Search code examples
pythonpython-3.xloopsprocessing-efficiency

What is the most efficient way to run multiple tests in a single loop? Python


Goal: Visit a list of blog pages. On each blog page and find the social links (Instagram, Facebook, Twitter) for that blog page.

Assumption: The first occurrence of each social link will be the right one. Occurrences later in the page are more likely to refer to someone else's account.

The desirable social URL format is www.social_network_name.com/username

There are some formats of URL that are not desirable (e.g. instagram.com/abc/)

def check_instagram(url):
   if 'instagram.com/' in url and "instagram.com/abc/" not in url::
      return True

def check_facebook(url):
   if 'facebook.com/' in url and "facebook.com/abc/" not in url::
      return True

#my list of pages t be parsed
pages_to_check = ['www.url1.com', 'www.url2.com', ... 'www.urn_n.com']

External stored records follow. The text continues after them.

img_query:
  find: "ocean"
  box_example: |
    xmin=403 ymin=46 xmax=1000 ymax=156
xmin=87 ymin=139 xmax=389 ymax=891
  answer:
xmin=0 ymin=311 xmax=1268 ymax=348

#iterate through my list of pages t be parsed
for page in pages_to_check :

   #get all the links on the page
   page_links = *<selenium code to get all links on page>*

I tried...

  For link in page_links:

     #when first Instagram handle found
     if check_instagram(url):
        *code to write to a dataframe here*            
        break

     #when first Instagram handle found
     if check_facebook(url):
        *code to write to a dataframe here*
        break

Problem: As soon as I matched one social URL, it breaks out of the loop and doesn't continue to look for the other network handles.

Some options I can think if are not very good. I'm a Noob. I'd really appreciate some advice here.

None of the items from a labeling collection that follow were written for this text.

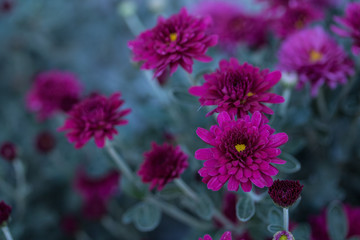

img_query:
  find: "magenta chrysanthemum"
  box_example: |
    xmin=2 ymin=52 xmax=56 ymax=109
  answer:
xmin=199 ymin=232 xmax=232 ymax=240
xmin=196 ymin=1 xmax=268 ymax=51
xmin=195 ymin=112 xmax=288 ymax=192
xmin=273 ymin=231 xmax=295 ymax=240
xmin=189 ymin=58 xmax=284 ymax=117
xmin=26 ymin=70 xmax=82 ymax=120
xmin=279 ymin=27 xmax=354 ymax=96
xmin=128 ymin=8 xmax=217 ymax=77
xmin=268 ymin=180 xmax=304 ymax=208
xmin=75 ymin=169 xmax=120 ymax=219
xmin=59 ymin=93 xmax=131 ymax=148
xmin=138 ymin=142 xmax=188 ymax=191
xmin=332 ymin=2 xmax=360 ymax=55
xmin=0 ymin=201 xmax=12 ymax=227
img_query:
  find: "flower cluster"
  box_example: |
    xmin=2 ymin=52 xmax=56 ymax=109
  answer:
xmin=138 ymin=142 xmax=188 ymax=190
xmin=195 ymin=112 xmax=288 ymax=192
xmin=189 ymin=58 xmax=284 ymax=117
xmin=128 ymin=8 xmax=217 ymax=77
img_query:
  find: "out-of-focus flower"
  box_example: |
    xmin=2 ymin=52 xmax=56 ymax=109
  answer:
xmin=128 ymin=8 xmax=217 ymax=78
xmin=199 ymin=232 xmax=232 ymax=240
xmin=35 ymin=131 xmax=56 ymax=153
xmin=26 ymin=70 xmax=82 ymax=120
xmin=273 ymin=3 xmax=323 ymax=38
xmin=59 ymin=93 xmax=131 ymax=148
xmin=278 ymin=27 xmax=354 ymax=96
xmin=189 ymin=58 xmax=284 ymax=117
xmin=75 ymin=168 xmax=120 ymax=219
xmin=331 ymin=2 xmax=360 ymax=55
xmin=0 ymin=142 xmax=17 ymax=162
xmin=0 ymin=201 xmax=11 ymax=227
xmin=309 ymin=204 xmax=360 ymax=240
xmin=268 ymin=180 xmax=304 ymax=208
xmin=138 ymin=142 xmax=188 ymax=191
xmin=195 ymin=1 xmax=269 ymax=51
xmin=273 ymin=231 xmax=295 ymax=240
xmin=195 ymin=112 xmax=288 ymax=192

Option #1 - Loop through all the links and test for first match of ONE social network. Loop through all the links and test for first match of NEXT social network. (Hate this)

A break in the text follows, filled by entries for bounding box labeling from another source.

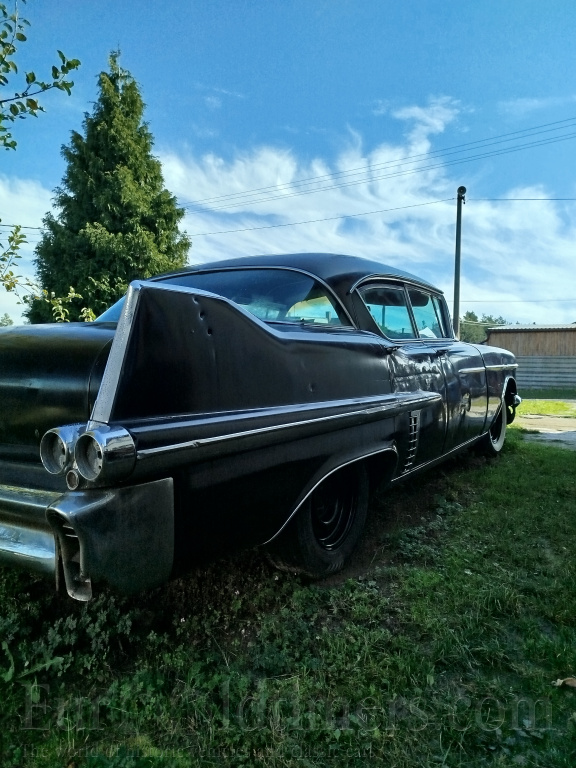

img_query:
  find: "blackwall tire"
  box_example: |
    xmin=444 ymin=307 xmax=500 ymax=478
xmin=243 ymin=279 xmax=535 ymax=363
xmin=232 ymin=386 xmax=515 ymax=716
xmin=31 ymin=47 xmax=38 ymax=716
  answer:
xmin=477 ymin=397 xmax=508 ymax=456
xmin=268 ymin=464 xmax=369 ymax=579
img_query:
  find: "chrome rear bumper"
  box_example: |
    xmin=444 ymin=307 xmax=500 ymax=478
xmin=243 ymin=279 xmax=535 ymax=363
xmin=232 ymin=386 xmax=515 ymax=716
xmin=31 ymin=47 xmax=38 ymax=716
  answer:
xmin=0 ymin=478 xmax=174 ymax=601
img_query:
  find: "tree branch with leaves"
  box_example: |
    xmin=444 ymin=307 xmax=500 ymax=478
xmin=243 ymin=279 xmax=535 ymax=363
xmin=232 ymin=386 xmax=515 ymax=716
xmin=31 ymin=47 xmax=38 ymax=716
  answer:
xmin=0 ymin=0 xmax=82 ymax=320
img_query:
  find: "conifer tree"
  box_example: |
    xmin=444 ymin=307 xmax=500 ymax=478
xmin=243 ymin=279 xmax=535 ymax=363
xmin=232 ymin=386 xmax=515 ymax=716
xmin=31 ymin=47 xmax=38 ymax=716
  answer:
xmin=28 ymin=53 xmax=190 ymax=322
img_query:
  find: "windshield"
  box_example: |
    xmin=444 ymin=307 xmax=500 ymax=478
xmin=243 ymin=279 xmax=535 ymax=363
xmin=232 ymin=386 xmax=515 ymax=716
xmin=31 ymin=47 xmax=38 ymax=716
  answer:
xmin=97 ymin=269 xmax=350 ymax=326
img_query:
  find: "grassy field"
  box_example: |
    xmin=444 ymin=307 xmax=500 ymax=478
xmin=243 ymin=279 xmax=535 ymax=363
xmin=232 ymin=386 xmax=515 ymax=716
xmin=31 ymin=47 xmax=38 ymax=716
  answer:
xmin=0 ymin=430 xmax=576 ymax=768
xmin=518 ymin=399 xmax=576 ymax=418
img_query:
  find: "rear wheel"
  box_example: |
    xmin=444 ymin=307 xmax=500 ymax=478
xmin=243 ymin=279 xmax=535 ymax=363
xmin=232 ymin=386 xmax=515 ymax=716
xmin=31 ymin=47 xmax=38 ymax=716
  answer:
xmin=268 ymin=465 xmax=369 ymax=578
xmin=477 ymin=396 xmax=508 ymax=456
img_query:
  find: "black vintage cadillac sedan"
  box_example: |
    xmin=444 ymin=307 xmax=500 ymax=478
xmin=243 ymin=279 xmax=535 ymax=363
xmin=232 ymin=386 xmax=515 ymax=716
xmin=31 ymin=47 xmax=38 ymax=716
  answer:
xmin=0 ymin=253 xmax=520 ymax=600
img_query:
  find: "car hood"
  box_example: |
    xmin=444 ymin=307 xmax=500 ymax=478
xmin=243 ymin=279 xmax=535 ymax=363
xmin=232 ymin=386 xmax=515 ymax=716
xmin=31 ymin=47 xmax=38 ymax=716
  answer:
xmin=0 ymin=323 xmax=115 ymax=459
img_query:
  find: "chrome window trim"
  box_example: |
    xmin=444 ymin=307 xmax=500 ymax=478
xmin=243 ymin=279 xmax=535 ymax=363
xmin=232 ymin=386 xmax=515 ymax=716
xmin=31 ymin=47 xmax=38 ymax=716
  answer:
xmin=158 ymin=264 xmax=358 ymax=329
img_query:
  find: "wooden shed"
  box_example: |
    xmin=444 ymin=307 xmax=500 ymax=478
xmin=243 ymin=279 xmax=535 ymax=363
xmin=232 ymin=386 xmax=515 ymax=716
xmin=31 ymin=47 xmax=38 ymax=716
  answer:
xmin=486 ymin=323 xmax=576 ymax=389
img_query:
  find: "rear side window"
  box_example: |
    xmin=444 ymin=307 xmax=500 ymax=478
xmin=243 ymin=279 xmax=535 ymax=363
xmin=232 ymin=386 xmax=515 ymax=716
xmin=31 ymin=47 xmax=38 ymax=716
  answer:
xmin=359 ymin=285 xmax=450 ymax=340
xmin=163 ymin=269 xmax=350 ymax=326
xmin=408 ymin=288 xmax=448 ymax=339
xmin=97 ymin=268 xmax=351 ymax=327
xmin=360 ymin=286 xmax=416 ymax=339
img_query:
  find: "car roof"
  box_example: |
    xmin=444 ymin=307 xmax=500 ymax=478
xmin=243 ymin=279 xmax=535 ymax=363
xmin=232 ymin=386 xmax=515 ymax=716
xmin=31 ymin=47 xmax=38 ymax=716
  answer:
xmin=163 ymin=253 xmax=442 ymax=293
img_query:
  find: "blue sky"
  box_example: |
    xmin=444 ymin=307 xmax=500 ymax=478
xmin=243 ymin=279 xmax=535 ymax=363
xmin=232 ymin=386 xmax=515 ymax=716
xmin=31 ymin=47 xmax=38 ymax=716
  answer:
xmin=0 ymin=0 xmax=576 ymax=322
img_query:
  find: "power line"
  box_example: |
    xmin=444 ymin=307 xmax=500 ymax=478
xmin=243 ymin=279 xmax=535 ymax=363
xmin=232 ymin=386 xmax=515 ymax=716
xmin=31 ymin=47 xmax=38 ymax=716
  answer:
xmin=182 ymin=133 xmax=576 ymax=211
xmin=190 ymin=197 xmax=454 ymax=237
xmin=184 ymin=117 xmax=576 ymax=207
xmin=0 ymin=197 xmax=576 ymax=244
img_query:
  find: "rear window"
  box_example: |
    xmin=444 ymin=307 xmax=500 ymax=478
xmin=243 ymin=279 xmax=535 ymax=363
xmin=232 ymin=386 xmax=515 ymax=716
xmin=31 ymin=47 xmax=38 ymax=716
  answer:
xmin=97 ymin=269 xmax=350 ymax=326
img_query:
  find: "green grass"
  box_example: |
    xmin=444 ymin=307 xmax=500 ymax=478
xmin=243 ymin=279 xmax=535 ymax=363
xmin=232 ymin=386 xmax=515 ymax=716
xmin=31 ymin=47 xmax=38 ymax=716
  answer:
xmin=518 ymin=399 xmax=576 ymax=418
xmin=519 ymin=387 xmax=576 ymax=400
xmin=0 ymin=432 xmax=576 ymax=768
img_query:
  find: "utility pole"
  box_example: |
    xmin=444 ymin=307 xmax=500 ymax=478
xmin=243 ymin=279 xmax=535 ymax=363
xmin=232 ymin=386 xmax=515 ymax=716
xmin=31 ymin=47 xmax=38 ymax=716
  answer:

Option #2 - Create variables for each social URL. Create some marker for match and only update the variable of match is not set. (Better but I'm still going to keep iterating after I have filled all the variables)

Option #3 - Any suggestions or advice welcome. How would you approach this?


Solution

  • Suggestion:

    Keep a tracker and update any social media URL that's been processed. Once they've all been processed, then break out of the loop.

    Code:

    tracker = dict.fromkeys(['facebook', 'instagram'], False)
    
    for link in page_links:
        # if all the values of the tracker are true, then break out of the loop
        if all(v for v in tracker.values()):
            break
        # when first Instagram handle found
        if check_instagram(url):
            *code to write to a dataframe here*
            tracker['instagram'] = True
         # when first Facebook handle found
         if check_facebook(url):
            *code to write to a dataframe here*
            tracker['facebook'] = True
    

    I hope this proves useful.